Tanda baligh yang ketiga adalah haidh, yang merupakan tanda khusus bagi perempuan. Haidh sebagai tanda baligh bagi perempuan merupakan tanda yang telah disepakati oleh para ulama, dan tidak ada perselisihan di dalamnya. Ibnu Hajar al-Asqalani menerangkan:
وقد أجمع العلماء على أن الحيض بلوغ في حق النساء
“Para ulama telah sepakat/ijma’ bahwasannya haid merupakan tanda baligh bagi wanita” (Fathu al-Bari, 5/277)
Adapun batas awal umur keluarnya adalah sembilan tahun menurut perhitungan bulan qamariyah. Dalam hal ini, usia yang diperlukan seorang perempuan dikatakan menginjak baligh dengan haid tidak harus sembilan tahun pas. Artinya ketika keluar darah haid sedangkan usianya belum genap sembilan tahun, sudah bisa disebut haid dengan syarat jarak antara darah yang keluar dan masa suci dengan genapnya umur kesembilan tidak melebihi enam belas hari. (Nailu ar-Raja bisyarhi Safinati al-Naja, hlm.20)
Sedangkan para ulama berbeda pendapat terkait dengan masa haidh; Ulama Hanafiyah berpendapat bahwa masa minimal haidh adalah tiga hari tiga malam, jika darah keluar pada masa kurang dari itu, maka ia bukanlah darah haidh tetapi darah istihadhah. Biasanya darah haidh keluar selama lima hari dan maksimal sepuluh hari sepuluh malam, jika melewati itu maka dianggap juga sebagai darah istihadhah.

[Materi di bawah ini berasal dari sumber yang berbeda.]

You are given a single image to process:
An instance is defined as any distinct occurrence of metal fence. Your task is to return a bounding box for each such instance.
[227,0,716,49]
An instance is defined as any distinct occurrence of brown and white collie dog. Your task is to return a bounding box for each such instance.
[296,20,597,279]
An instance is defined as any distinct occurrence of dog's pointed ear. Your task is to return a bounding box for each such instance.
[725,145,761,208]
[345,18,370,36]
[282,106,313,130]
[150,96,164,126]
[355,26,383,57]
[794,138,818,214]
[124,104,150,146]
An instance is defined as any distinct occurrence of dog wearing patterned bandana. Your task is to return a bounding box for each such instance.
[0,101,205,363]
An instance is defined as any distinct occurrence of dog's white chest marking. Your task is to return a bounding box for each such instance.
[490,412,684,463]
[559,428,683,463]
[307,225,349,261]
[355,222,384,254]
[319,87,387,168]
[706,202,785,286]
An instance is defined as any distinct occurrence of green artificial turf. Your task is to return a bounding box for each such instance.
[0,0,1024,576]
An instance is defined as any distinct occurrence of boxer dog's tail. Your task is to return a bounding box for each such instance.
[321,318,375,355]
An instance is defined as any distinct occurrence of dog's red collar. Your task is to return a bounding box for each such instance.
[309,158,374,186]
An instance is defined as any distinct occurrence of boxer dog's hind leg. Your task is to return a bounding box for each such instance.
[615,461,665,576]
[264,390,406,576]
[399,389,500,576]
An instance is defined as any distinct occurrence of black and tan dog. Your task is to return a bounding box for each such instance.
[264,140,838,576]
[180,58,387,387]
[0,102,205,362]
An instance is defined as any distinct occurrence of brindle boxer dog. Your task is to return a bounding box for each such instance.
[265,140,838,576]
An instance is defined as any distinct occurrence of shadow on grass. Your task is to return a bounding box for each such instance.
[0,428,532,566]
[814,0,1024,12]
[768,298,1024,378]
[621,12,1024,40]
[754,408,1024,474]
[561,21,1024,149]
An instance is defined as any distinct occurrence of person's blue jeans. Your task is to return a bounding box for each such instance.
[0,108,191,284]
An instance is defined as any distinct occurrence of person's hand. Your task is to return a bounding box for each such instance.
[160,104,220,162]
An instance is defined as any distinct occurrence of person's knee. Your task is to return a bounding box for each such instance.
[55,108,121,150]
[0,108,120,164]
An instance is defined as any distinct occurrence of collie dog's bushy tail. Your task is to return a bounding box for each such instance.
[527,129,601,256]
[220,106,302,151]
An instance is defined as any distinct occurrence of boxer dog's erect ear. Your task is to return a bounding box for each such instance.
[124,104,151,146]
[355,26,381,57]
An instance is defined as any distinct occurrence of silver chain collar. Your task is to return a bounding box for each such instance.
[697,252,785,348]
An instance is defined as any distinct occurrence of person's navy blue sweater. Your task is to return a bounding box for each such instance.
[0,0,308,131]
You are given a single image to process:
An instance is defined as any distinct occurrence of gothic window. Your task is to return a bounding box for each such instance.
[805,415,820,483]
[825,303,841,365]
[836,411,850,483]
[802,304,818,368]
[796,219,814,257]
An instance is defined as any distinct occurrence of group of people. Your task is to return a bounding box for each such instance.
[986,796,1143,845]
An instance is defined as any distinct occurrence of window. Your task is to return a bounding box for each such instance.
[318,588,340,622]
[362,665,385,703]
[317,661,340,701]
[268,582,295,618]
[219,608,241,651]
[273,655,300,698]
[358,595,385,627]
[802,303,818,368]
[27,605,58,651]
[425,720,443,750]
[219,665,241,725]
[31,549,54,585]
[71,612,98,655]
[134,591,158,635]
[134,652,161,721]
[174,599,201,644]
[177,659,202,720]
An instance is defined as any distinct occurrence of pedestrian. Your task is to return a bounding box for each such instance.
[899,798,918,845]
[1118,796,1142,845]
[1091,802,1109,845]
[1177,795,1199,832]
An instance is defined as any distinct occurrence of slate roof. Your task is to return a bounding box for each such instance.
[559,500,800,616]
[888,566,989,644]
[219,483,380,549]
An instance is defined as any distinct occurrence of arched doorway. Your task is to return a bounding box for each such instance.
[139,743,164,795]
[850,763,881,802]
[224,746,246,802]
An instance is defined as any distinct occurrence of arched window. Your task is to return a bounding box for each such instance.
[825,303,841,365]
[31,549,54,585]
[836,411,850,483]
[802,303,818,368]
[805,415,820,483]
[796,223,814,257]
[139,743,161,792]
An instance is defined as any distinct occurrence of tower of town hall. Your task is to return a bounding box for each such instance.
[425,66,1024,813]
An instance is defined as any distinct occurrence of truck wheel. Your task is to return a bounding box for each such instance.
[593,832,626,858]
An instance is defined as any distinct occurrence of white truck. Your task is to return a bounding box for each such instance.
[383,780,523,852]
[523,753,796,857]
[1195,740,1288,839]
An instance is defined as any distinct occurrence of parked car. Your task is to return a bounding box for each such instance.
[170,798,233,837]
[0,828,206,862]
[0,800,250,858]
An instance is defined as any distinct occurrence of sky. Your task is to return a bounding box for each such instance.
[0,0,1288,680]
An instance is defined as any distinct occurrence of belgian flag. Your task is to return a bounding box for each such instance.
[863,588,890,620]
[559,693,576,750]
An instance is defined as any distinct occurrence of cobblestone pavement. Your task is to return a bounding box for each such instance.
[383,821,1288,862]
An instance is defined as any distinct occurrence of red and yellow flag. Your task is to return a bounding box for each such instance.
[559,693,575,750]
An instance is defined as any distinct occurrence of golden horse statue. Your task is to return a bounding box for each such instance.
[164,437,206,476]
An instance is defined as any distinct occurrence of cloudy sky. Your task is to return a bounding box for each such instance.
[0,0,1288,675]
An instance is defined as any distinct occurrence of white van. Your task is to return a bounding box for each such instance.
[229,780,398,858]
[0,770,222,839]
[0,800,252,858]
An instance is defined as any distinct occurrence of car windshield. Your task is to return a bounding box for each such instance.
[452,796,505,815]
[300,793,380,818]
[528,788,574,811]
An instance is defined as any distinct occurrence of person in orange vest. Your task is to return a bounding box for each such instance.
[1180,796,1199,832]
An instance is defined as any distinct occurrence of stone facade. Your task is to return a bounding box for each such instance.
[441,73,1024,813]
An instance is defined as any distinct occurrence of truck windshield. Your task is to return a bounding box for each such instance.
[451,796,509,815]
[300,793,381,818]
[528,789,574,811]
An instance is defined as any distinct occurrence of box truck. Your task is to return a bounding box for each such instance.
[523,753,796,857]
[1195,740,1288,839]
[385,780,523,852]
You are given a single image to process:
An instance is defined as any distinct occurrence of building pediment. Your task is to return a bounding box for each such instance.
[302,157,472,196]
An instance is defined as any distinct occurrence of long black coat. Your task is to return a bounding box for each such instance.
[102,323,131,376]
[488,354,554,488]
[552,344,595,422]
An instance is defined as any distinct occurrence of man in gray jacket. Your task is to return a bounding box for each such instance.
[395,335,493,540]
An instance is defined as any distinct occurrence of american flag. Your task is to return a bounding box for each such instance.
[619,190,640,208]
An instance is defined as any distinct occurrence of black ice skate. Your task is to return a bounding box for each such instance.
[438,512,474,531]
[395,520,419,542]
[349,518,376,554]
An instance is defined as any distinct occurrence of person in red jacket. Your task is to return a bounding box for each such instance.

Ulama Malikiyah berpendapat bahwa haidh paling minimal adalah satu tetes, darah tersebut dianggap darah haidh dan wajib mandi jika darah itu berhenti. Adapun paling maksimal adalah lima belas hari.
Lalu ulama Syafi’iyah dan Hanabilah berpendapat bahwa masa minimal haidh dalam satu hari satu malam, paling umum adalah enam sampai tujuh hari, dan maksimal adalah lima belas hari. Apabila kurang dari itu maka dihitung sebagai darah istihadhah atau darah penyakit. (Al-Wajiz fi al-Fiqhi al-Islami, hlm.119)
Tanda-Tanda Lainnya
Selain dari tiga tanda yang disebutkan dalam kitab safinatunnaja, terdapat beberapa tanda yang disebutkan oleh para ulama sebagai tanda balighnya seseorang. Diantaranya;
Pertama, al-Inbat atau tumbuhnya bulu kemaluan. Hal ini didasarkan kepada Hadits Nabi ﷺ;”Pada perang bani Quraizhah, kami dihadapkan kepada Nabi . Saat itu, orang-orang yang telah tumbuh bulu kemaluannya dibunuh, sementara orang-orang yang belum tumbuh bulu kemaluannya dibiarkan hidup. Dan aku termasuk orang-orang yang belum tumbuh bulu kemaluannya, maka aku pun dibiarkan”.(HR. Abu Dawud)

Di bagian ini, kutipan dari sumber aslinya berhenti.